Ces résultats ont d’intéressantes implications pour les futurs recruteurs de cette génération Z.
Si l’âge n’est pas important et à un degré moindre le genre, le parcours scolaire et
universitaire est prépondérant. Certains étudiants détenteurs d’un Master 2 peuvent avoir
effectué la totalité de leur parcours scolaire et universitaire sans avoir suivi un seul
enseignement de finance, même le plus basique soit-il. Autrement dit, ces étudiants peuvent
se retrouver sur le marché du travail à gérer des budgets dans un environnement économique
dans lequel ils ne possèdent pas certains outils basiques de compréhension globale.

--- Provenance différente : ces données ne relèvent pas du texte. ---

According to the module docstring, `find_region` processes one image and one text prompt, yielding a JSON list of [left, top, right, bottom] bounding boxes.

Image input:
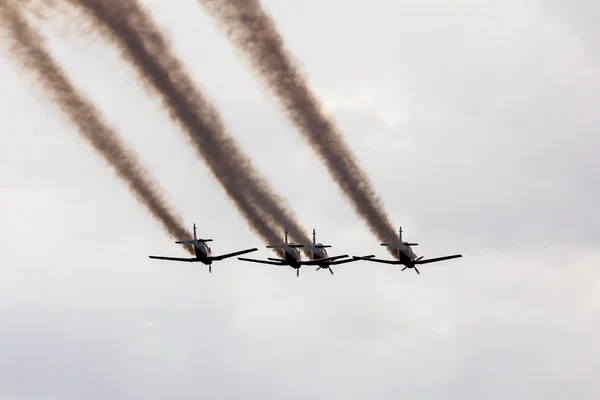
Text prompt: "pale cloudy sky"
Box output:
[[0, 0, 600, 400]]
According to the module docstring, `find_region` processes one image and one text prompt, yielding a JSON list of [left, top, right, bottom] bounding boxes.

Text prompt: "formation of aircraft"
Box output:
[[149, 224, 462, 277], [238, 229, 358, 276]]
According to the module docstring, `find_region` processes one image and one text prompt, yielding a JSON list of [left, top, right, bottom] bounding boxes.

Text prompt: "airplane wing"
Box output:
[[210, 247, 258, 261], [300, 254, 348, 265], [327, 257, 360, 265], [352, 256, 402, 265], [148, 256, 200, 262], [238, 257, 285, 265], [415, 254, 462, 264]]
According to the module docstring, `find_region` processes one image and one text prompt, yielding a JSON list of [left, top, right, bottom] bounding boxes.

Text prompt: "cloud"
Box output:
[[0, 0, 600, 400]]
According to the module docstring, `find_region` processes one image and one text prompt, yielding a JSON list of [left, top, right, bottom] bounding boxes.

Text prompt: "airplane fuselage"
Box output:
[[283, 246, 302, 268], [194, 242, 212, 265], [395, 243, 417, 268], [312, 243, 329, 268]]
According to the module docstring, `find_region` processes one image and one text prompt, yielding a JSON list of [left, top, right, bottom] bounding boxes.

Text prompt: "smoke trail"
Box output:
[[0, 0, 193, 254], [58, 0, 310, 255], [198, 0, 397, 254]]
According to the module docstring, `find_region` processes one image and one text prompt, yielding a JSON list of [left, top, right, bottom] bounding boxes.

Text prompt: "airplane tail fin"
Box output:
[[175, 224, 212, 244]]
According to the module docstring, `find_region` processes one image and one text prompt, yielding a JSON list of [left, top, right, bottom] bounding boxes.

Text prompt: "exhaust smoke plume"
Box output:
[[198, 0, 397, 257], [0, 0, 193, 254], [59, 0, 311, 255]]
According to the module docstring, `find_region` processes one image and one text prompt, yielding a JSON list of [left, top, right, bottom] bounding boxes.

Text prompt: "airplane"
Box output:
[[238, 229, 354, 277], [311, 229, 358, 275], [353, 227, 462, 274], [148, 224, 258, 273]]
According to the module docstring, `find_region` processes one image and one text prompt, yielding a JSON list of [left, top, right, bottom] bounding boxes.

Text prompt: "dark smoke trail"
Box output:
[[198, 0, 397, 254], [59, 0, 310, 255], [0, 0, 193, 254]]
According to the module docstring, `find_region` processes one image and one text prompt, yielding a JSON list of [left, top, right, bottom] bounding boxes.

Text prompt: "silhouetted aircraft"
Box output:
[[353, 227, 462, 274], [238, 229, 354, 276], [148, 224, 258, 272]]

De même, la faible connaissance financière de la génération Z aura sans nul doute des
conséquences sur la manière de gérer leur patrimoine et sur la prise pertinente de décision
d’investissements. Des individus avertis, éduqués financièrement seront plus à même de
prendre des décisions d’investissement pour leur avenir et celui de leurs proches que ceux ne
disposant pas de connaissances et d’outils basiques. Ce faible niveau éducatif interroge sur la
réelle capacité des futures générations à prendre des décisions d’importances en matière
d’investissement mais également sa capacité à se projeter dans un monde concurrentiel et de
plus en plus complexe. C’est également un enjeu public majeur pour les prochaines années.

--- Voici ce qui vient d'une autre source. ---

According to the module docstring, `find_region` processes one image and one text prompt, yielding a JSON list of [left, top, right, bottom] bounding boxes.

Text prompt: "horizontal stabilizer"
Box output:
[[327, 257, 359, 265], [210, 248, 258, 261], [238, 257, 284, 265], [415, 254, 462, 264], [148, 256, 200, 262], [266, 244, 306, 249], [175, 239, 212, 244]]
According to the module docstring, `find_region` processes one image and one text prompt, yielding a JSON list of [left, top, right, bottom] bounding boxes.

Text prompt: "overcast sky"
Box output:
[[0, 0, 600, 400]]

Le principe de la stratégie nationale d’éducation financière initié en 2018 montre la prise de
conscience étatique dans ce domaine. Cependant, le chemin à parcourir est encore très long
pour que les français disposent tous d’un minimum de connaissances financières susceptibles
de les aider à prendre des décisions en matière d’investissement et de gestion budgétaire. Une
partie de la solution passera très probablement par l’Education nationale et l’enseignement de
fondamentaux dans le domaine de la finance. Le travail préalable auprès des enseignants sera
le premier écueil à franchir. Les résultats des études de Lyon et al. (2006) et Mandell et Klein
(2009) jettent un doute sur la capacité de l’enseignement des concepts financiers en
secondaire à améliorer la littératie financière des étudiants. Il faut donc rester prudent sur
l’interprétation des résultats.
Cet article contribue à la littérature académique en plusieurs points. Premièrement, il est le
premier à étudier la littératie financière de la génération Z et ses implications. Deuxièmement,
il permet aux futurs recruteurs de mieux appréhender les profils des futurs embauchés par
13
rapport aux missions qui leur seront proposées. Enfin, il sensibilise sur l’importance de
l’éducation financière dans la lutte contre la pauvreté et la gestion budgétaire et patrimoniale
des ménages. Si l’âge n’est pas important et à un degré moindre le genre, le parcours scolaire
et universitaire est prépondérant. Certains étudiants détenteurs d’un Master 2 peuvent avoir
effectué la totalité de leur parcours scolaire et universitaire sans avoir suivi un seul
enseignement de finance, même le plus basique soit-il. Autrement dit, ces étudiants peuvent
se retrouver sur le marché du travail à gérer des budgets dans un environnement économique
dans lequel ils ne possèdent pas certains outils basiques de compréhension globale. Afin
d’infirmer ou de confirmer nos résultats, il serait intéressant d’effectuer une étude similaire
auprès d’un panel plus important d’étudiants issus d’autres écoles de commerce mais aussi
d’écoles d’ingénieurs et d’universités.